In November 1995 MPEG created a system that allowed members to upload their contributions to a remote server, and browse through and download selected documents. In the 3 weeks around an MPEG meeting there used to be very high peaks of traffic because hundreds of people would simultaneously download hundreds of MByte-size documents

It took many years for ISO to develop a system for uploading and downloading documents for its many committees. It is not known for what purposes the ISO system has been designed, maybe the secretariats who upload one file a day at best, and download two at most.

One day an ISO manager decided that MPEG, too, should use the ISO system. It took some time to convince him that, during an MPEG week, the ISO system might no longer be accessible by all ISO users just because of the MPEG traffic would cause denial of service. Obviously, a system can only be used for what it has been designed.

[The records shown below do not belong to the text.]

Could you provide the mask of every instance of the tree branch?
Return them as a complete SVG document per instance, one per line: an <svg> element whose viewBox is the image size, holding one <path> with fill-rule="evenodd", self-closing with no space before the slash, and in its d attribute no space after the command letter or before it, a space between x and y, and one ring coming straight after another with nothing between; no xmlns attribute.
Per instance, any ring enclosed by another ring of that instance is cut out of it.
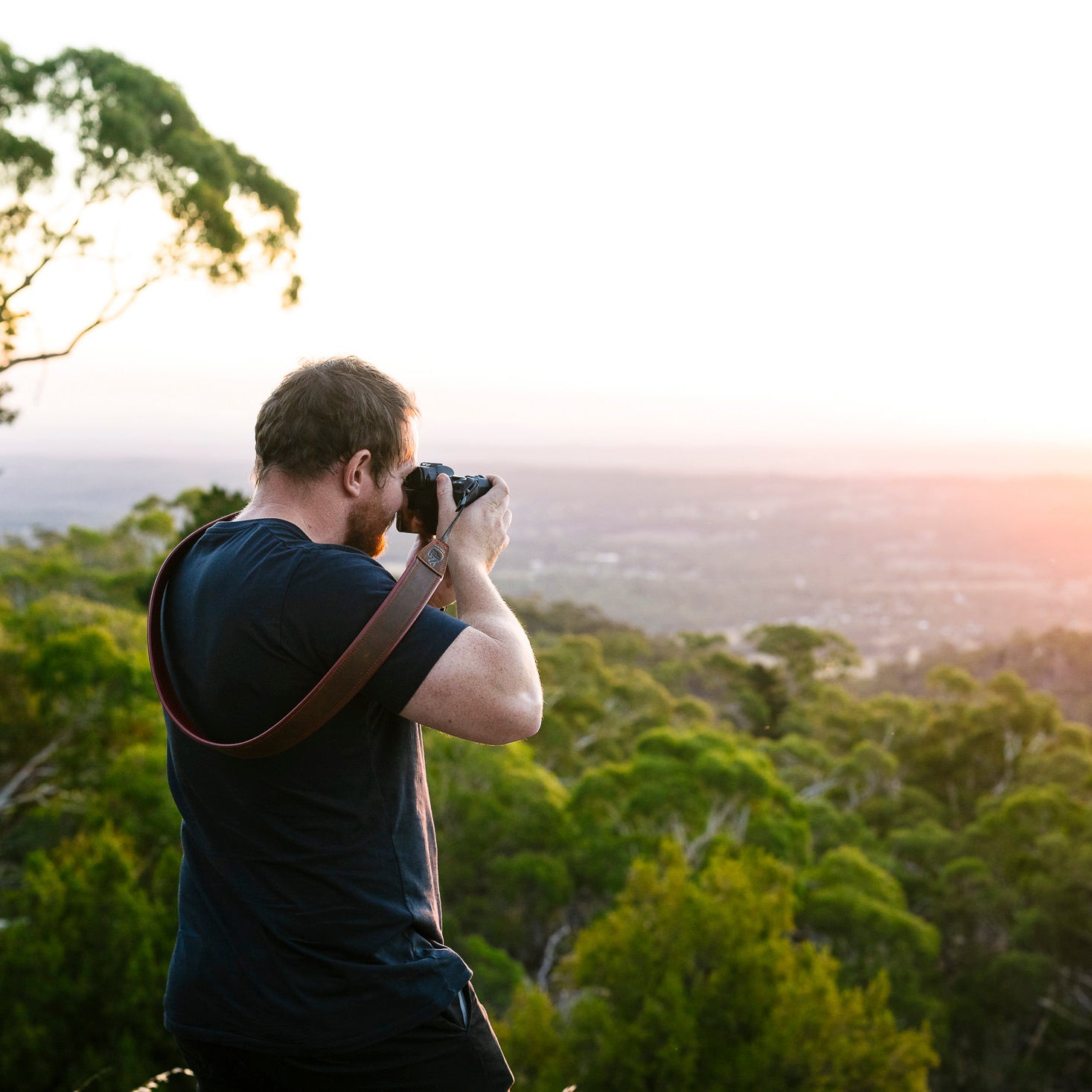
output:
<svg viewBox="0 0 1092 1092"><path fill-rule="evenodd" d="M68 740L69 733L62 732L56 739L46 744L37 755L34 756L24 767L20 770L11 781L8 782L2 788L0 788L0 811L7 810L11 806L12 798L15 793L22 787L23 783L29 780L39 767L44 765L49 761L55 750L61 746L61 744Z"/></svg>
<svg viewBox="0 0 1092 1092"><path fill-rule="evenodd" d="M123 293L120 289L115 290L114 295L111 295L110 298L106 301L106 306L98 312L98 317L94 320L94 322L91 322L86 327L84 327L83 330L81 330L72 339L72 341L69 342L68 348L57 349L56 352L52 353L35 353L33 356L10 357L3 364L0 364L0 375L5 372L9 368L14 368L16 364L34 364L37 360L54 360L59 356L68 356L69 353L71 353L72 349L76 347L76 345L80 343L80 341L83 339L85 334L90 334L92 330L95 330L97 327L100 327L104 323L112 322L115 319L121 318L121 316L124 314L130 307L132 307L133 301L136 299L136 297L150 284L154 284L158 280L159 276L151 276L142 284L136 285L135 288L128 289L129 298L121 305L121 307L119 307L112 314L110 314L108 313L110 308L114 306L118 297L123 295Z"/></svg>
<svg viewBox="0 0 1092 1092"><path fill-rule="evenodd" d="M52 249L47 250L41 261L38 262L38 264L23 277L22 284L20 284L15 288L12 288L12 290L9 293L0 294L0 313L2 313L4 309L7 309L8 301L17 296L24 288L29 288L34 278L57 257L57 251L60 250L61 246L72 237L72 233L80 226L80 221L83 218L83 214L86 211L87 211L86 205L84 205L83 210L80 212L80 215L76 216L74 221L72 221L72 223L69 225L68 228L66 228L66 230L61 232L61 234L54 239ZM43 225L43 227L45 228L45 225Z"/></svg>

At one time the ISO CS wanted to know more about the MPEG system. A teleconference was held, and the functionalities of the system explained. ISO people said that they were redesigning a new system and that we would hear back from them. That never happened.

Conclusions

Precept #1 of a project to design a software system is to get the requirements from the people who will eventually use it. This rule is not in force in ISO because ISO is a feudal organisation where the duke decides, and the peasants comply.

We do not live in the year 800 BC. Obtuse decisions impact people who love what they do (for free) and expect that the system, if not help them, at least does not get in the way.

A disclaimer

I did write this in an earlier post, but it is important to repeat it here. ISO is an organisation with an important mission and most of the people from ISO CS that I have met were courteous, competent and ready to help. They were just trying to cope with the deficiencies of the system. ISO problems lie at the top echelons, at least in the current days.

Like the adage goes, a fish rots from the head.